Le titre, Les Chevaliers blancs, est un trompe-l’œil qu’entretient de prime abord une tendance à l’héroïsation de ces Français aux motivations opaques ; la musique idéalise leurs déplacements en avion, qu’un montage coupe brutalement, plusieurs fois. Joachim Lafosse laisse entendre des dissonances : les dialogues s’avèrent peu audibles, les échanges houleux sans que les raisons véritables ne soient explicitées. On ne connaît pas vraiment le sens des actions réalisées, ni même le cadre géographique choisi – l’Afrique, oui, mais où précisément ? On comprend petit à petit que ces chevaliers n’ont rien de blancs, sinon en raison de leur couleur de peau, et que la confusion narrative et spatiale traduit la confusion de ces acteurs hors-la-loi qui crient, par causes interposées, leur égarement moral et idéologique : soucieux d’honorer une transaction humanitaire qui doit octroyer des orphelins à des parents sans enfants, ils en viennent à des pratiques de kidnappeurs, de receleurs qu’ils condamnent pourtant en principe, puisqu’ils sont là pour aider.
Le film interroge ces notions, faussement évidentes, de justice, de bien et de mal, d’engagement pour autrui, d’altruisme en somme ; car même l’orphelin apparaît comme un concept étranger, sans cesse invalidé par des faits qui témoignent d’une autre valeur portée à l’enfant. Les membres de l’ONG ont des pratiques similaires à l’eugénisme : nous les voyons sélectionner les garçons et les filles en fonction de leur dentition, de leur âge, de leur taille ; ces derniers sont pesés, étudiés, interrogés ; on va jusqu’à questionner leur entourage, le chef du village, les femmes alentour. Les conditions d’accueil des orphelins, radicales compte tenu du mensonge qui couve, donne lieu à des séquences difficiles durant lesquelles des mères cèdent leurs droits sur un enfant qu’elles acceptent de ne jamais revoir, ou implorent qu’on le leur enlève.
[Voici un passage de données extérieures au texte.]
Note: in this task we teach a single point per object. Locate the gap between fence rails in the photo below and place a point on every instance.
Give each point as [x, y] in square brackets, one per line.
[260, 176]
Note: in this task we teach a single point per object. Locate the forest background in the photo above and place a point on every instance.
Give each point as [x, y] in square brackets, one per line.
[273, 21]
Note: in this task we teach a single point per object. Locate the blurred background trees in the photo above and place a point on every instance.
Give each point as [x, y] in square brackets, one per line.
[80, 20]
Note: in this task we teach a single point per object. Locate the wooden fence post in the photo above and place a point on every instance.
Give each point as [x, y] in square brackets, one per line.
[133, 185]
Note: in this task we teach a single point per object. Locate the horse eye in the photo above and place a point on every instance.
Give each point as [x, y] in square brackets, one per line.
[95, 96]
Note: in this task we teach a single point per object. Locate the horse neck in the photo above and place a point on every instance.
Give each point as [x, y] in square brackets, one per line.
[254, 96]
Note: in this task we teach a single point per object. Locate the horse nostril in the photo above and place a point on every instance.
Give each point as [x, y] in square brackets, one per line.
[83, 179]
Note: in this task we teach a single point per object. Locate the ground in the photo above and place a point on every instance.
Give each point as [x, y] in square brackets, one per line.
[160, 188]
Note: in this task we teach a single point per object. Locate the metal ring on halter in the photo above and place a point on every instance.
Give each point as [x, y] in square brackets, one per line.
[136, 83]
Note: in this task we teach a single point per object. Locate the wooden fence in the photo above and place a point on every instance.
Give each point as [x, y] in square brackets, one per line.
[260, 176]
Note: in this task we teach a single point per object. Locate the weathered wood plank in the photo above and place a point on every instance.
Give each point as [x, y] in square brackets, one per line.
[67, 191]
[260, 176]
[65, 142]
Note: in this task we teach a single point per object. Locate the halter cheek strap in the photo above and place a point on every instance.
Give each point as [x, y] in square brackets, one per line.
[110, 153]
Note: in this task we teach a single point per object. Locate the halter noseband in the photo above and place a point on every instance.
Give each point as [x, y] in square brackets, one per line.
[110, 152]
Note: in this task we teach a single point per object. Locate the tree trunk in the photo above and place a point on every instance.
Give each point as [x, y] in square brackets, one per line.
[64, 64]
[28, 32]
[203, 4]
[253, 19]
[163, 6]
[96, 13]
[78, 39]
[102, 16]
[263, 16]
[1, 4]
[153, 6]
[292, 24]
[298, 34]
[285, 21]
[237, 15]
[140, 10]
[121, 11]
La mise en scène semble captée sur le vif, proche d’un style documentaire explicité par le personnage de la journaliste qui suit l’équipe humanitaire une caméra à la main ; et les quelques scènes à la stylisation plus travaillée sont données en leurres, reflets de ce qu’aurait pu être le film s’il avait été réalisé par des Américains – cf. séquence de dialogue de sourds avec un soldat de l’oncle Sam. Les Chevaliers blancs s’oppose donc à The Last Face, mélodrame épouvantable sur fond de guerre africaine que réalise, la même année, Sean Penn. Une œuvre brillante par les questions qu’elle soulève et par l’intelligence qu’elle manifeste à ne jamais y répondre – mais peut-on seulement y répondre ? – portée par des comédiens investis.